La première réaction de l’Etat après l’allocution royale a été la convocation « en vue de leur inculpation » du chef de la police catalane Josep Lluis Trapero ainsi que d’une de ses subalternes et des dirigeants des deux principales associations indépendantistes, dans le cadre d’une « enquête pour sédition ».

L’enquête porte sur des faits survenus le 20 septembre, lorsque l’arrestation de 14 hauts responsables de l’exécutif séparatiste catalan avait provoqué d’importantes manifestations à Barcelone. La police catalane a été accusée d’avoir tardé à intervenir pour dégager des Gardes civils encerclés dans un bâtiment après une perquisition.

La sédition est passible de quinze ans de prison pour un fonctionnaire.

Les Mossos d’Esquadra, que dirige M. Trapero, ont rétorqué sur Twitter qu’ils n’avaient fait qu' »obéir aux ordres de la justice et du parquet ».

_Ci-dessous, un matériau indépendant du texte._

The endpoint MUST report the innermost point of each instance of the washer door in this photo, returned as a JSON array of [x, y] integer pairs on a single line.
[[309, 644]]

Avant le référendum, le procureur général d’Espagne n’avait pas non plus exclu l’arrestation de Carles Puigdemont.

– ‘Plus notre roi’ –

Jusqu’à présent, M. Puigdemont et son équipe ont résisté à toutes les pressions du gouvernement de Madrid, ignorant les décisions de justice et préparant en secret le référendum que celui-ci avait juré d’empêcher.

Les images des interventions brutales de policiers casqués pour fermer des bureaux de vote, faisant au moins 92 blessés, ont fait le tour de la planète et indigné les Catalans de tous bords.

Le gouvernement catalan « a l’initiative, et le gouvernement central court derrière en essayant maladroitement de boucher les trous », a estimé Antonio Torres del Moral, professeur de droit constitutionnel à l’Université d’enseignement à distance (UNED).

Une grande majorité de Catalans (80% selon les sondages) souhaite un référendum légal. En revanche ils sont partagés sur la sécession: le dernier sondage des autorités catalanes, publié en juillet, montrait que les adversaires de l’indépendance restaient plus nombreux que ses partisans (49,4% contre 41,1%).

Mais les violences policières ont creusé le fossé entre Madrid et cette région où vivent 16% des Espagnols et le discours du roi a été mal reçu à Barcelone.

« Il sait déjà qu’il n’est plus notre roi. Il parle comme si nous ne faisions plus partie de l’Espagne », a martelé Trinidad Garcia, éducatrice de 49 ans.

La crise influait sur la bourse espagnole. L’indice Ibex 35 abandonnait 2,30% à la mi-journée et les banques catalanes CaixaBank et Banco de Sabadell perdaient respectivement 6,22% et 6,34%.